Clinician’s Duties: 

  • RTC is required by law to maintain the privacy of PHI and to provide you with a notice of our legal duties and privacy practices with respect to PHI. 
  • RTC reserves the right to change the privacy policies and practices described in this notice. Unless we notify you of such  changes, however, we are required to abide by the terms currently in effect.  
  • If we revise our policies and procedures, we will send you a copy by mail or give you a copy in session. 
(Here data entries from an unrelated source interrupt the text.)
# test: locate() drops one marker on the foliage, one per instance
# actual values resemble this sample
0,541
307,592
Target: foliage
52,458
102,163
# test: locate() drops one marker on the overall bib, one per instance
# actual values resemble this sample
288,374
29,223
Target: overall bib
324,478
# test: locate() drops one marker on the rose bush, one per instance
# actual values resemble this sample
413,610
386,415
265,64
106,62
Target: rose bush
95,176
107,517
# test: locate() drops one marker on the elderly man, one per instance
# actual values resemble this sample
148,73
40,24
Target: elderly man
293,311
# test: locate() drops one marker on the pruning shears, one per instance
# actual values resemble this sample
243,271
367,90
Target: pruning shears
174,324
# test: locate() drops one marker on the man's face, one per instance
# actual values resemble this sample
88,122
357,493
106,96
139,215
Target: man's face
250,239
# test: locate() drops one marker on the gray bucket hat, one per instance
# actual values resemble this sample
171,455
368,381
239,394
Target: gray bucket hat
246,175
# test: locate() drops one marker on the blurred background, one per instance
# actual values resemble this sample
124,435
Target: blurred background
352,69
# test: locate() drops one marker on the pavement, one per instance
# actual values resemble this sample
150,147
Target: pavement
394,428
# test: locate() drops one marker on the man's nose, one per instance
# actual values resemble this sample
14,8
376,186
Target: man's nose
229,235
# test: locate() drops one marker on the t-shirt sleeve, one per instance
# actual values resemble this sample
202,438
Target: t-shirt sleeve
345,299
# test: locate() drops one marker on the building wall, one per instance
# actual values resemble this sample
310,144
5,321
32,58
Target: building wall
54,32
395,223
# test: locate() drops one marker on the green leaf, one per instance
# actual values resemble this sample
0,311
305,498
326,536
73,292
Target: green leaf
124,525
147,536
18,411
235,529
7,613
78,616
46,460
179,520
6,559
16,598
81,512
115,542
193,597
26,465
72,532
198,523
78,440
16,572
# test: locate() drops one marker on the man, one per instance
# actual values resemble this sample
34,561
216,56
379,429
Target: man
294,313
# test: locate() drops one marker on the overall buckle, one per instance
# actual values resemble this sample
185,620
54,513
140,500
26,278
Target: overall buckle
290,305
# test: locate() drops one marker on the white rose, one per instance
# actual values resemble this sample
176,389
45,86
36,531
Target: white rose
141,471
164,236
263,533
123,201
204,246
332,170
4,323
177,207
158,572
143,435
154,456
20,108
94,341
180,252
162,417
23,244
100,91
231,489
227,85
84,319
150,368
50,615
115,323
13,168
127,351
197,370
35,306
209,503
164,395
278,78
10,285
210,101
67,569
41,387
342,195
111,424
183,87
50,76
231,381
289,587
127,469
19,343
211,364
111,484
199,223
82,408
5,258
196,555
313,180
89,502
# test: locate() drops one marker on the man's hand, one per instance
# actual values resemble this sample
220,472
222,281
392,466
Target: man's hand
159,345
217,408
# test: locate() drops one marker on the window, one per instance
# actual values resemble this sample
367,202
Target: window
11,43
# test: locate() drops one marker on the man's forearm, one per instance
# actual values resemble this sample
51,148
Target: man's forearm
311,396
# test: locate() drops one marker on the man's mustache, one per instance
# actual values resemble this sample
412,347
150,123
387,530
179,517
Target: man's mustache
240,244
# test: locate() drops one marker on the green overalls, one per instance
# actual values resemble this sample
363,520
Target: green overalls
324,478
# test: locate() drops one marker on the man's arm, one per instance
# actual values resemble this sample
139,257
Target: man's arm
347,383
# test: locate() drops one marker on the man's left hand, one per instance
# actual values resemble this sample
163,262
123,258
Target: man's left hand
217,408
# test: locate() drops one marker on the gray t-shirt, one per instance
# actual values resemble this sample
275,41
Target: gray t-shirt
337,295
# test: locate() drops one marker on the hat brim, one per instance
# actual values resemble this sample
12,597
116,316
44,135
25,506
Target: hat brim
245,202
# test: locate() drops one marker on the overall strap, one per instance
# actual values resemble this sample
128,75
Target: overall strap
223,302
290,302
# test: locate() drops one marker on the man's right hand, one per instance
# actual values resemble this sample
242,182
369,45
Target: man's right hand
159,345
V. Questions and Complaints 

If you have questions about this notice, disagree with a decision your therapist makes about access to your records, or have other concerns about your privacy rights, you may contact the clinic owner, Jeb Sawyer, at 612-483-4994.  If you believe that your privacy rights have been violated and wish to file a complaint with our office, you may send your written complaint to:  

Jeb Sawyer, MA, LMFT  
5407 Excelsior Blvd, Suite B 
St Louis Park, MN 55416 

You may also send a written complaint to the Secretary of the U.S. Department of Health and Human Services. The person listed above can provide you with the appropriate address upon request. 

You have specific rights under the Privacy Rule. Your therapist will not retaliate against you for exercising your right to file a  complaint. 

  1. Effective Date, Restrictions and Changes to Privacy Policy 

This notice will go into effect on 4/14/03. 

RTC reserves the right to change the terms of this notice and to make the new notice provisions effective for all PHI that your therapist may maintain. RTC will provide you with a revised notice by mail or in session.